The full protocol, team patterns, task decomposition guide, token optimization strategies, and real session transcripts are all open source:

GitHub logo yuvalsuede / claude-teams-language-protocol

AgentSpeak: A token-efficient protocol for Claude Code agent teams. Cut inter-agent messaging tokens by 60-70%.

AgentSpeak: A Token-Efficient Protocol for Claude Code Agent Teams

Cut inter-agent communication tokens by 60-70% with a structured, compressed language protocol for Claude Code Agent Teams.

The Problem

When Claude Code agents communicate in a team, each message consumes tokens. With 4-5 agents messaging each other, token costs scale fast. Default English messages like:

"I've finished fixing the VideoFeed component. I removed 12 console.log statements and changed the translateY animation to use CSS scroll-snap instead. TypeScript compiles cleanly."

...cost ~40 tokens. The same message in AgentSpeak:

deltaVF ~translateY->scroll-snap -12log. tsc clean.

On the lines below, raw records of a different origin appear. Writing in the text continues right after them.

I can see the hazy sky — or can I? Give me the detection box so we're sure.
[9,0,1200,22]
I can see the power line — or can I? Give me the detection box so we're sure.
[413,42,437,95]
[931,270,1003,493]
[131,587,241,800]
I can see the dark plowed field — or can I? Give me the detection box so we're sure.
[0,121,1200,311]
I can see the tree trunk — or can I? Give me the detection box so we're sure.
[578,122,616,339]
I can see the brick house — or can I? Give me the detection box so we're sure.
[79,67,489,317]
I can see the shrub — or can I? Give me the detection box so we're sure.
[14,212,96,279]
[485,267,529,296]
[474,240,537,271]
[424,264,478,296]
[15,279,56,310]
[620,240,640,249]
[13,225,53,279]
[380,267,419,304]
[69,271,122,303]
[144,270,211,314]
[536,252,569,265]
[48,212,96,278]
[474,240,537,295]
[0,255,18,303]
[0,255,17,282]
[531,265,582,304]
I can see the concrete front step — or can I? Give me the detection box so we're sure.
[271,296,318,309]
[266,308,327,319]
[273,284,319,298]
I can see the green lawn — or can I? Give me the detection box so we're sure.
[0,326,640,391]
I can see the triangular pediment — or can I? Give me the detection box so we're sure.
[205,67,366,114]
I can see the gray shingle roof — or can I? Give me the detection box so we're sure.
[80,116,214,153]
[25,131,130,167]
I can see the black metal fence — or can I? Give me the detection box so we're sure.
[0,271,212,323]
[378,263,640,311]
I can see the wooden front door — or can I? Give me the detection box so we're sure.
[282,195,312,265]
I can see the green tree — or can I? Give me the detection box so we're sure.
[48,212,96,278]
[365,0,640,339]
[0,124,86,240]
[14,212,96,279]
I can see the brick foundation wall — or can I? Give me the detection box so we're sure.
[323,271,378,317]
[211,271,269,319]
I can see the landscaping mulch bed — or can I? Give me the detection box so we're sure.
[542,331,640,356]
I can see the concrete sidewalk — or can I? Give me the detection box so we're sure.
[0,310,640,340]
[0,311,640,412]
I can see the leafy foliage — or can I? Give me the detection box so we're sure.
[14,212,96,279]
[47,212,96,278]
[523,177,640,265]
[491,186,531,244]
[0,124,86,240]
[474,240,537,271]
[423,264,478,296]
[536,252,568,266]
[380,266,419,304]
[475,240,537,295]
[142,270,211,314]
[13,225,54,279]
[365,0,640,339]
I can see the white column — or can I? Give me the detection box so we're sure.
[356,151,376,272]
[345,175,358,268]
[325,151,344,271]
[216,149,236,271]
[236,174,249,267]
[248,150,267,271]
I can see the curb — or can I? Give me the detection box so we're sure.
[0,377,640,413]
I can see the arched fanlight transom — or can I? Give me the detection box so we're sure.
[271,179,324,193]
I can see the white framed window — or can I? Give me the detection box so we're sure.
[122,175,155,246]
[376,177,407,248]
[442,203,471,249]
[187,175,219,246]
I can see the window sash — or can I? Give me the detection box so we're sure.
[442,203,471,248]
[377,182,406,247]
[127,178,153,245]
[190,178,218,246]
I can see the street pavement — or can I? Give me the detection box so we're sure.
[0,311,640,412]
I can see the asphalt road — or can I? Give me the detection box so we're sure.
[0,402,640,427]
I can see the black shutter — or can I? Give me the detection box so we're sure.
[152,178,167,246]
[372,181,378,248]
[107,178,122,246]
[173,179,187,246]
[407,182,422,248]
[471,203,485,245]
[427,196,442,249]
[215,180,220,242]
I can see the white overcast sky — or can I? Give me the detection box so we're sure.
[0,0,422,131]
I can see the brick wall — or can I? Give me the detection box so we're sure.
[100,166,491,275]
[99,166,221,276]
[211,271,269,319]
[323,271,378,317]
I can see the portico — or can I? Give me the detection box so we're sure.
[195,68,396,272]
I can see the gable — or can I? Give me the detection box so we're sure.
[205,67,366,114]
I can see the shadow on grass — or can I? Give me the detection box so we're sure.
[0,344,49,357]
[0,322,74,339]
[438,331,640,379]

...costs ~15 tokens. Multiply across hundreds of inter-agent messages per session.

Quick Start

Drop TEAM_PROTOCOL.md into your project's CLAUDE.md or pass it as part of your team spawn prompt.

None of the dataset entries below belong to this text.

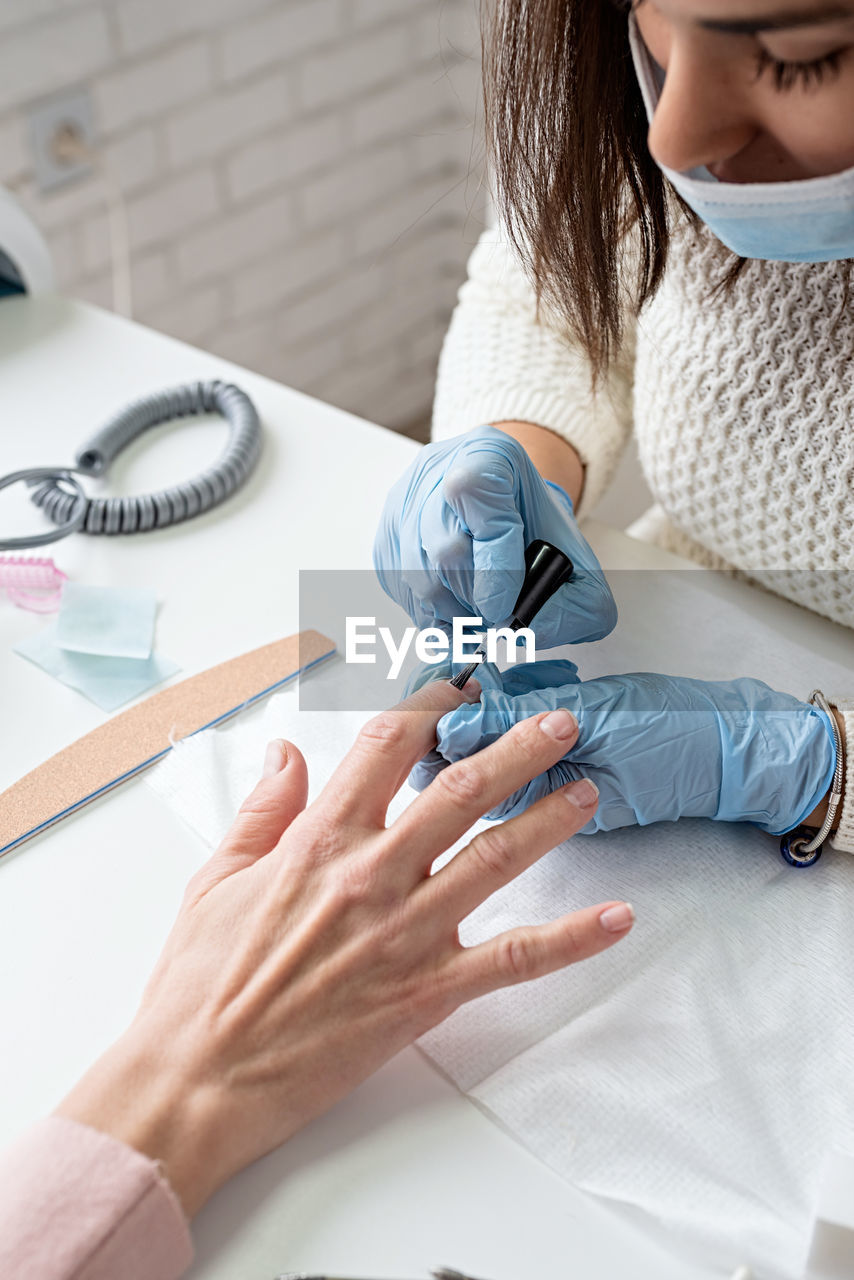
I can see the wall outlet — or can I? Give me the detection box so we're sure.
[29,86,95,191]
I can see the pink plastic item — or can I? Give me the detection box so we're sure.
[0,556,68,613]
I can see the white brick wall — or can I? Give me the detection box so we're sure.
[0,0,484,426]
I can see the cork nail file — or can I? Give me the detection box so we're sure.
[0,631,335,858]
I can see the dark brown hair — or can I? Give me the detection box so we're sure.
[481,0,668,376]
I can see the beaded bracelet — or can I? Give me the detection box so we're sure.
[780,689,844,867]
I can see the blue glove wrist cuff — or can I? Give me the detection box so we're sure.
[544,480,575,515]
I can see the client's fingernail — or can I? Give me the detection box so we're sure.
[566,778,599,809]
[261,737,288,778]
[599,902,635,933]
[540,707,579,742]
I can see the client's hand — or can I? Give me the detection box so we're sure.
[53,684,631,1215]
[411,660,836,836]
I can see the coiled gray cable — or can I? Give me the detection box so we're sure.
[31,381,261,534]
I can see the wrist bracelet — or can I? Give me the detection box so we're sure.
[780,689,844,867]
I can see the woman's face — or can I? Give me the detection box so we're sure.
[634,0,854,182]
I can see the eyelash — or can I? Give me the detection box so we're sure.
[757,49,842,93]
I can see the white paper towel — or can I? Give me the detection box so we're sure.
[147,573,854,1280]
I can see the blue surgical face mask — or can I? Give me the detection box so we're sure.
[629,14,854,262]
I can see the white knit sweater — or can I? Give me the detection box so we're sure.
[433,217,854,852]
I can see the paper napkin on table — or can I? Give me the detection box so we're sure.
[14,622,181,712]
[56,582,157,659]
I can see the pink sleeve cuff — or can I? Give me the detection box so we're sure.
[0,1116,192,1280]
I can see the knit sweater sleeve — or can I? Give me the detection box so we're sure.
[433,218,634,515]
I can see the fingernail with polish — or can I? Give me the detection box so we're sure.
[261,737,288,778]
[566,778,599,809]
[599,902,635,933]
[540,707,579,742]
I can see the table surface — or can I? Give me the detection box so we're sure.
[0,297,849,1280]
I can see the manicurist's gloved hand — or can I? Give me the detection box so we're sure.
[411,662,835,836]
[374,426,617,649]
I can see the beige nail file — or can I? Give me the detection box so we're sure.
[0,631,335,858]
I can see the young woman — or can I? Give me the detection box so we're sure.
[375,0,854,855]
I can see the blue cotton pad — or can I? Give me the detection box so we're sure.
[15,622,181,712]
[56,582,157,658]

# In your CLAUDE.md or spawn prompt:
## Team Communication Protocol
See TEAM_PROTOCOL.md for the AgentSpeak inter-agent messaging format.
All teammate messages MUST use this protocol.

Protocol

What's included:

  • Protocol specification (drop-in ready)
  • Team composition patterns (sprint team, research team, review team)
  • Token optimization playbook (5 strategies)
  • Task decomposition guide (how to split work so agents don't collide)
  • Annotated real-world session transcript
  • Benchmark with real data and reproducible results
  • CLAUDE.md template ready to copy

Built during a late-night sprint where I got tired of watching agents say "Great work, team!" to each other on my dime.